Title: The Art of Raising a Puppy
Author: Monks of New Skete
What of ourselves? In actuality the monk’s journey is everyone’s journey, though in our frenetic world of activity and distraction we often miss the fact that we are also desert wanderers. Who or what leads us? In this day and age, we are dangerously out of touch with the nonhuman world around us, leaving our hearts dulled and our vision blurred. Nothing impresses us anymore, and we travel farther into a disharmonious cavern of individualism, with ourselves as guides. We arrogantly “process” reality through preconceived notions that are sterile and cold. Our world is stripped of a profound and compelling mystery.
Some of you may be wondering why my blog is named “Synopses by Sarge” when my name is Nikki. For those of you that are close to me, you’ll know it is because of recent acquisition of my new best friend and companion, Sarge, also know as my black German Shepherd puppy (Christmas picture of Sarge from the breeder shown below).
The Art of Raising a Puppy is the second novel I have read written by the Monks of New Skete (How To Be Your Dog’s Best Friend being the first). The first was recommended by my breeder and I am so grateful for the recommendation. Surprisingly not super technical in verbage (I expected the writing to be insufferably proper), the ease with which all new owners can read and learn about the proper technique for raising a puppy was pleasant and fulfilling.
Learning the value of silence is learning to listen to, instead of screaming at, reality: opening your mind enough to find what the end of someone else’s sentence sounds like, or listening to a dog until you discover what is needed instead of imposing yourself in the name of training.
Having had a dog present in my life for all but four months (the time between the death of a previous dog and receiving a new generation of doggy life), I became attune to the “myths” of training. Granted, all of my family’s previous dogs were well-behaved, I have come across dogs who didn’t possess these same qualities: piddling in excitement of new people, greeting by jumping up, and bad reception to recall to name a few. By reading this novel, I learned that to really train your dog to be a part of your every day life successfully, you need to understand your dog. Sounds easy, but it is actually quite difficult. We may interpret behaviors based on what we have heard previously and act in accordance with that way, when, in reality, the way we act has the complete opposite effect.
For example, I mentioned earlier the piddling in excitement or submission at the greeting of owners or when meeting new people. From reading the words of wisdom by the Monks of New Skete, I interpreted this very act wrong from what I have heard in the past having seen this as a dog being over-excited. A very submissive dog will piddle at the feet of his owner or someone new as a sign of submission. This could be a reaction from the way we approach the dog, with high-pitched voices or looming above the dog. A way to infringe upon this is to crouch down with arms wide open, or to have the dog sit as we greet our friend. A dog is less likely to piddle while sitting as it is uncomfortable for them.

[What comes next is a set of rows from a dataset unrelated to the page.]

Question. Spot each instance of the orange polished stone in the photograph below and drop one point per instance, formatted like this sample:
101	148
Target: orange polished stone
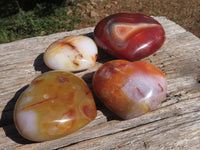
130	89
55	104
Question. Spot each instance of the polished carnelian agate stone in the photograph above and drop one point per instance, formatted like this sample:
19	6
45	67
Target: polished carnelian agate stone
130	89
129	36
55	104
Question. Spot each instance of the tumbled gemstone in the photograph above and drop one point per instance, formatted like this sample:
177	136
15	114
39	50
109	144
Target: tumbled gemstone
55	104
129	36
130	89
72	53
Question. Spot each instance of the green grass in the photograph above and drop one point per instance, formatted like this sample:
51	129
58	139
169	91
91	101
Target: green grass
43	19
28	18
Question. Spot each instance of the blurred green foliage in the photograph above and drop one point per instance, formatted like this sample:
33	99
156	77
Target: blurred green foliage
28	18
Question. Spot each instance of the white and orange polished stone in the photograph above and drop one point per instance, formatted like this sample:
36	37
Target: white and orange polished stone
72	53
55	104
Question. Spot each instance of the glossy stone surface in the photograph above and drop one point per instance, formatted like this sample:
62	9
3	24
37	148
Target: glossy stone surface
72	53
55	104
130	89
129	36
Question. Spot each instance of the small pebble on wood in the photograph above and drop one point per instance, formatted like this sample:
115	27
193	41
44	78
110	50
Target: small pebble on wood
55	104
72	53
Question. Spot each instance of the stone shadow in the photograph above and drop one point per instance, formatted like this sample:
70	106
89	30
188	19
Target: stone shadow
7	120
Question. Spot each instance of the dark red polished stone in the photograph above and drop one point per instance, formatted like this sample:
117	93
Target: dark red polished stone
129	36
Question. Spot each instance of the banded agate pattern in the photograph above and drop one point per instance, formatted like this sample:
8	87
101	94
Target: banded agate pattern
129	36
55	104
130	89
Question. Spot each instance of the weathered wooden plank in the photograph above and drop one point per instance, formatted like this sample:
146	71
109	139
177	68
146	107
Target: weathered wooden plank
174	125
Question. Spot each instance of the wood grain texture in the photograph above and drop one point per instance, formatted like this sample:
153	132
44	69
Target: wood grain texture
174	125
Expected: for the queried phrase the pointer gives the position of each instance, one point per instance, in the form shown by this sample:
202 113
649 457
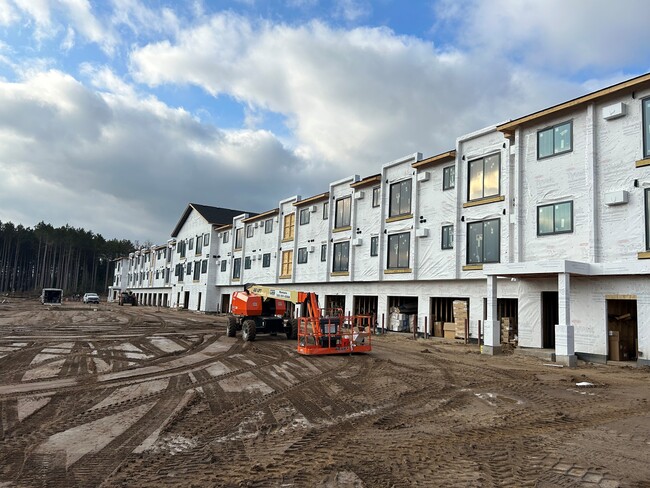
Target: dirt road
120 396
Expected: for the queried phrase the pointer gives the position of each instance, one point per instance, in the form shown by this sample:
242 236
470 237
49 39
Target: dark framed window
238 238
376 196
556 218
399 249
484 241
400 198
554 140
646 127
484 177
447 237
448 177
236 268
341 260
302 255
304 216
343 211
374 245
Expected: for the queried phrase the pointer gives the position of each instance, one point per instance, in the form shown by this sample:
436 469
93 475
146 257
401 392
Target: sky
116 114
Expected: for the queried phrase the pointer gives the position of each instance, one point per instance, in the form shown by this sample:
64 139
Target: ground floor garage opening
622 330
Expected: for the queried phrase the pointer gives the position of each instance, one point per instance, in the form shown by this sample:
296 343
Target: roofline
424 163
508 127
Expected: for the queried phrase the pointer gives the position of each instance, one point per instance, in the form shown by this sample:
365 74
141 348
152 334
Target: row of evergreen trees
75 260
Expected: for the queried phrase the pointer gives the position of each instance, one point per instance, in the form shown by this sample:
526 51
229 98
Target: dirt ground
134 396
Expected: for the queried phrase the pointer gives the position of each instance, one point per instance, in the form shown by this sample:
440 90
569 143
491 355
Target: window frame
448 243
552 131
555 232
467 250
389 253
398 212
337 261
469 187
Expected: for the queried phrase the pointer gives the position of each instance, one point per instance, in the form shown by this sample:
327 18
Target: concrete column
492 327
564 333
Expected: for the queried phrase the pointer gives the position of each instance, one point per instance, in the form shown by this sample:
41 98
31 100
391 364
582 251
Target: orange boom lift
318 331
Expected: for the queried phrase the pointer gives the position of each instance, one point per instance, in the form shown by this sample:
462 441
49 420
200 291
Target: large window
484 177
399 250
238 238
448 177
555 140
302 255
287 264
646 128
483 241
304 216
289 226
236 268
343 209
400 198
555 219
447 237
341 257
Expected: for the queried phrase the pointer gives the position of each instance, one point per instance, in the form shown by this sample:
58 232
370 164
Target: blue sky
125 108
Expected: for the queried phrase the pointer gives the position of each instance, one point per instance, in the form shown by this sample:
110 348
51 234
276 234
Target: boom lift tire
248 330
231 327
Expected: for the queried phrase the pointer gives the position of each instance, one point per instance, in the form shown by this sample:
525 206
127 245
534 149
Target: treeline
75 260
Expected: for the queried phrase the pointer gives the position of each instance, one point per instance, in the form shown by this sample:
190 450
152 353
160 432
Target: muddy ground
134 396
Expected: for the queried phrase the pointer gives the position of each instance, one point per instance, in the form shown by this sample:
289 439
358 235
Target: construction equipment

Overall, this novel was a great refresher to read before getting another best friend and companion (it’s been 13 and a half years since my last puppy). Not only did it teach me the basic principles of raising a puppy, but it helped me to better understand my puppy as an individual. Knowing this will create a lasting impression on both of us and strengthen our relationship with each other. I would definitely recommend this for anyone getting a puppy for the first time or if it has been a while since having a puppy.